Grain length, width, and area at grain position 2 (G2) in wild‐type and transformed wheat lines. Grain dimensions were evaluated in control and four TaExpA6 transgenic lines (lines 1–4) in field experiments at low plant density of 44 m⁻² and regular agronomical plant density of 300 m⁻². (a) Grain length, (b) grain width and (c) grain area. The control line corresponds to spring wheat cv Fielder that has undergone the same tissue culture process as the transformed lines. Asterisks indicate significant differences evaluated by pairwise comparisons between the control and each transgenic line (Fisher’s least significant difference test post hoc): *, P < 0.10; **, P < 0.05; ***, P < 0.01; ****, P < 0.001; ns, not significant. All data are shown as mean and SE.

Fig. 6

Association between individual grain weight and dimensions.

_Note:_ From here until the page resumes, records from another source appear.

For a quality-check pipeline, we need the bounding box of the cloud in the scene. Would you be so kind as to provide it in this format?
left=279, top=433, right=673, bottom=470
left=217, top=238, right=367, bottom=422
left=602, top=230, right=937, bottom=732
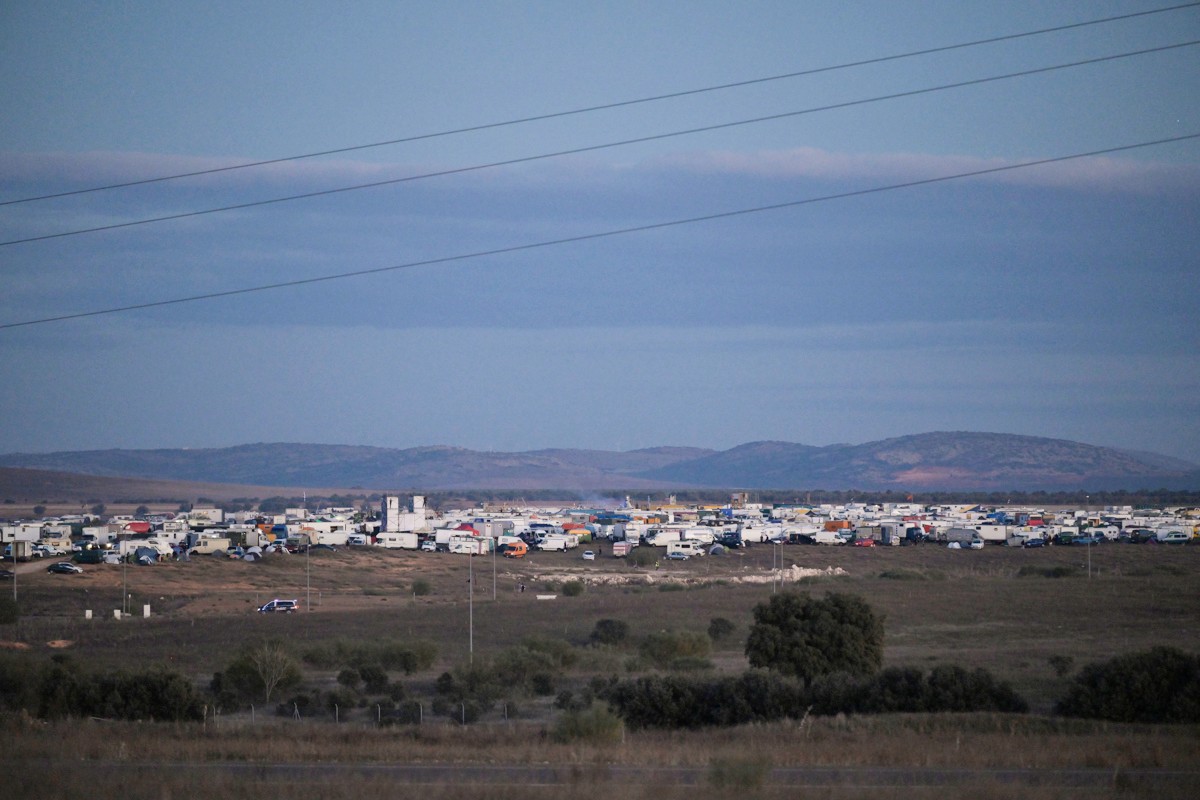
left=658, top=148, right=1200, bottom=193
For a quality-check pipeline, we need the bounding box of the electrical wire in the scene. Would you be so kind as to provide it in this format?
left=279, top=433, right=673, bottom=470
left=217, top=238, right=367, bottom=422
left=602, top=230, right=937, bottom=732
left=0, top=133, right=1200, bottom=330
left=0, top=40, right=1200, bottom=247
left=0, top=1, right=1200, bottom=206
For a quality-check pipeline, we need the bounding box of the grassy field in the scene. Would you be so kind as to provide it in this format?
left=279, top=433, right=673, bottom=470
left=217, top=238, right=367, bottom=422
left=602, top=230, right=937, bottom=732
left=0, top=545, right=1200, bottom=800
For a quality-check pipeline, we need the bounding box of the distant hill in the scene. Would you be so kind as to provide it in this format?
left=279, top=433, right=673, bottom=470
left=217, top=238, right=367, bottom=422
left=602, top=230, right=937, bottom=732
left=0, top=432, right=1200, bottom=492
left=642, top=432, right=1200, bottom=491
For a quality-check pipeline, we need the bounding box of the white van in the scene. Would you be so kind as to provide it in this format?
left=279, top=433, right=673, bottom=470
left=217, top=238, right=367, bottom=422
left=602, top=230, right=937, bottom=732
left=667, top=539, right=704, bottom=557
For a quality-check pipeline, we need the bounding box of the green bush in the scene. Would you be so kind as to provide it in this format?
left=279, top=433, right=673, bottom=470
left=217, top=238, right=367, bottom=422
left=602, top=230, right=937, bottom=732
left=18, top=656, right=204, bottom=722
left=358, top=663, right=388, bottom=694
left=301, top=639, right=438, bottom=675
left=745, top=591, right=883, bottom=682
left=638, top=631, right=713, bottom=669
left=609, top=667, right=1028, bottom=729
left=588, top=619, right=629, bottom=645
left=551, top=705, right=625, bottom=745
left=1056, top=646, right=1200, bottom=723
left=708, top=616, right=737, bottom=642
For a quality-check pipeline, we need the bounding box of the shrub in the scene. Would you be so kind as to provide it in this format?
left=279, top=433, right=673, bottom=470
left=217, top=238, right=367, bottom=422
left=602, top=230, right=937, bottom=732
left=1046, top=655, right=1075, bottom=678
left=1056, top=646, right=1200, bottom=722
left=301, top=639, right=438, bottom=675
left=745, top=593, right=883, bottom=682
left=588, top=619, right=629, bottom=645
left=551, top=705, right=625, bottom=745
left=638, top=631, right=713, bottom=669
left=325, top=688, right=359, bottom=717
left=222, top=640, right=304, bottom=703
left=358, top=664, right=388, bottom=694
left=708, top=616, right=737, bottom=642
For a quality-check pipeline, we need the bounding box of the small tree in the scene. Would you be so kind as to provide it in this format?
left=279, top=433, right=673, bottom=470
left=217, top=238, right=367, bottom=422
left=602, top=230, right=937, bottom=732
left=222, top=640, right=304, bottom=703
left=708, top=616, right=736, bottom=642
left=745, top=593, right=883, bottom=684
left=589, top=619, right=629, bottom=645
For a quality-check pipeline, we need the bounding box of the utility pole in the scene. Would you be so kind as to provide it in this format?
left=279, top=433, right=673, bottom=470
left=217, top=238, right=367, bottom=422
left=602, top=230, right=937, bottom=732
left=467, top=553, right=475, bottom=664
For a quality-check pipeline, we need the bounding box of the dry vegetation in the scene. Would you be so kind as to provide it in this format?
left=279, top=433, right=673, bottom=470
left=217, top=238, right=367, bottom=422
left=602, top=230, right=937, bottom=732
left=0, top=545, right=1200, bottom=800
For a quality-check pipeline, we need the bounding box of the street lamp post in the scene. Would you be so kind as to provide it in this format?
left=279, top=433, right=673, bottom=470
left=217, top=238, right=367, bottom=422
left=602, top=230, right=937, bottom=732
left=121, top=534, right=130, bottom=616
left=467, top=553, right=475, bottom=664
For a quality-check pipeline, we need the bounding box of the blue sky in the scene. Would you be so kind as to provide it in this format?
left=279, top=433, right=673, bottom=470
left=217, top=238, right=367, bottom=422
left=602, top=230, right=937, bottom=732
left=0, top=0, right=1200, bottom=461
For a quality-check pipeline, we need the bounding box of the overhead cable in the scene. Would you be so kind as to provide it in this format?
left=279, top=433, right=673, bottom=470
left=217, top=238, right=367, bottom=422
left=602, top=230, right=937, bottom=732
left=0, top=40, right=1200, bottom=247
left=0, top=1, right=1200, bottom=206
left=0, top=133, right=1200, bottom=330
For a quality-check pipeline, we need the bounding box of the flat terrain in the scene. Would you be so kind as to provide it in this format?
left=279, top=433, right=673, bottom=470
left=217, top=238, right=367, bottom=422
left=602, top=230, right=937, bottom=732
left=0, top=545, right=1200, bottom=800
left=4, top=543, right=1200, bottom=710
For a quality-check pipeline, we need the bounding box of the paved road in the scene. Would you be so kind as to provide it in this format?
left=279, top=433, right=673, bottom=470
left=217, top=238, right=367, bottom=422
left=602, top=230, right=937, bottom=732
left=35, top=762, right=1200, bottom=794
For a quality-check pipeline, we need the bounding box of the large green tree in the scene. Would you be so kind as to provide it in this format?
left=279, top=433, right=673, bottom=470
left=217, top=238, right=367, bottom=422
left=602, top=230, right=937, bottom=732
left=746, top=593, right=883, bottom=684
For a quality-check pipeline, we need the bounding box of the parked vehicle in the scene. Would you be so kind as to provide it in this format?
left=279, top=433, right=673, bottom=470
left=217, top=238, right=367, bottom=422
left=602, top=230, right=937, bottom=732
left=667, top=539, right=704, bottom=558
left=500, top=539, right=529, bottom=559
left=258, top=599, right=300, bottom=614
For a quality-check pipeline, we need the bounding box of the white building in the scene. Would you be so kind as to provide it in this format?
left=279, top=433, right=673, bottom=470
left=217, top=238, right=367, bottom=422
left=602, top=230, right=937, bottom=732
left=379, top=494, right=425, bottom=534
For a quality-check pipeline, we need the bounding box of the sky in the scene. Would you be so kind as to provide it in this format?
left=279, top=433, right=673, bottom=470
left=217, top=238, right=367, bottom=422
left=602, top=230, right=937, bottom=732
left=0, top=0, right=1200, bottom=462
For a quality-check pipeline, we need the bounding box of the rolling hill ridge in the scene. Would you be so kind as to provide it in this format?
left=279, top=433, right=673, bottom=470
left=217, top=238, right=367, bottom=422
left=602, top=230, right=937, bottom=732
left=0, top=432, right=1200, bottom=491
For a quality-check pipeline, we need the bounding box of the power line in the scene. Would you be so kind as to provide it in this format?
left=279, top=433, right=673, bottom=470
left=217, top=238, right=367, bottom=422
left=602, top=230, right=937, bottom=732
left=0, top=133, right=1200, bottom=330
left=0, top=40, right=1200, bottom=247
left=0, top=1, right=1200, bottom=206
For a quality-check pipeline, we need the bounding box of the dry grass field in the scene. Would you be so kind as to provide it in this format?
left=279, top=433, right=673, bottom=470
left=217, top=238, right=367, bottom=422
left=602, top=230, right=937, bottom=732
left=0, top=545, right=1200, bottom=800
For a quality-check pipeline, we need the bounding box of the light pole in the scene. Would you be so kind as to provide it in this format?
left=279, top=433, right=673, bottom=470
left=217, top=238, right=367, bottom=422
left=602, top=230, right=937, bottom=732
left=467, top=553, right=475, bottom=664
left=120, top=534, right=130, bottom=616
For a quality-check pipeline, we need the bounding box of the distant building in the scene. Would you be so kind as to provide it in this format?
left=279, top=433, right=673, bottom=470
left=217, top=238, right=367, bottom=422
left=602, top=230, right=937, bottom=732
left=379, top=494, right=425, bottom=534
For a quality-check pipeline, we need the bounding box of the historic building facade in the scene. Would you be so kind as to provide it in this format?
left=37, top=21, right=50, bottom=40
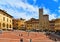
left=39, top=8, right=49, bottom=30
left=25, top=18, right=39, bottom=30
left=0, top=9, right=13, bottom=29
left=55, top=18, right=60, bottom=31
left=49, top=20, right=55, bottom=31
left=13, top=18, right=25, bottom=29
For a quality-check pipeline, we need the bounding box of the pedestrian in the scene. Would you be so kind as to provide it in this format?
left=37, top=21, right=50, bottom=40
left=30, top=39, right=32, bottom=42
left=55, top=38, right=57, bottom=42
left=19, top=34, right=20, bottom=36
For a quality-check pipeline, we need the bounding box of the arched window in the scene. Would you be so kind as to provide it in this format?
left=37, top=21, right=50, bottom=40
left=7, top=24, right=8, bottom=28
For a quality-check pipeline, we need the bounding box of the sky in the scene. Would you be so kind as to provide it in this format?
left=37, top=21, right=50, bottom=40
left=0, top=0, right=60, bottom=20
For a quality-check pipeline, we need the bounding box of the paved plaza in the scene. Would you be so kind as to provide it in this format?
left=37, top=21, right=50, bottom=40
left=0, top=30, right=54, bottom=42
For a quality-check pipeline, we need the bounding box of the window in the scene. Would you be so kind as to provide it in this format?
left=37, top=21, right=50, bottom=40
left=7, top=18, right=8, bottom=22
left=3, top=23, right=5, bottom=27
left=10, top=25, right=11, bottom=28
left=3, top=17, right=5, bottom=21
left=7, top=24, right=8, bottom=28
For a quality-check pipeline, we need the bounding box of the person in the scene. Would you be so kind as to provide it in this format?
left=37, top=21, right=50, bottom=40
left=30, top=39, right=32, bottom=42
left=55, top=38, right=57, bottom=42
left=19, top=34, right=20, bottom=36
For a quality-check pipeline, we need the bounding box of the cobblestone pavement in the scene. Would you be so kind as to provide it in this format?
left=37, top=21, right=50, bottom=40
left=0, top=30, right=54, bottom=42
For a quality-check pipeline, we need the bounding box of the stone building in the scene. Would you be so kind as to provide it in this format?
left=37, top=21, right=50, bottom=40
left=25, top=18, right=39, bottom=30
left=39, top=8, right=49, bottom=30
left=0, top=9, right=13, bottom=29
left=13, top=18, right=25, bottom=29
left=54, top=18, right=60, bottom=31
left=49, top=19, right=55, bottom=31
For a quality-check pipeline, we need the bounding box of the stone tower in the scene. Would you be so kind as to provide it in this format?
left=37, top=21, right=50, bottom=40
left=39, top=8, right=44, bottom=30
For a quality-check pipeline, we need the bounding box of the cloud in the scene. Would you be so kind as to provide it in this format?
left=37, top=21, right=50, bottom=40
left=53, top=0, right=58, bottom=2
left=0, top=0, right=38, bottom=19
left=43, top=7, right=57, bottom=20
left=58, top=6, right=60, bottom=13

Grain weight and (a) grain length, (b) grain width, and (c) grain area of grain positions 1 (G1: circle), 2 (G2: square), 3 (G3: rhombus) and 4 (G4: triangle) from central spikelets of the spike in the control (black) and transgenic lines 1 (white), 2 (green), 3 (orange) and 4 (red) recorded from the field experiment at plant density of 300 m⁻².

Fig. 7

Trade‐off between grain weight and grain number. Relationship between grain weight and grain number of the control line (black circles) and transgenic lines 1 (open white circles), 2 (green circles), 3 (orange circles), and 4 (red circles) in the (a) low plant density and (b) regular agronomical plant density experiments. The regression line (continuous black line) and two confidence bands surrounding the best‐fit line that define the confidence interval (dotted lines) are shown.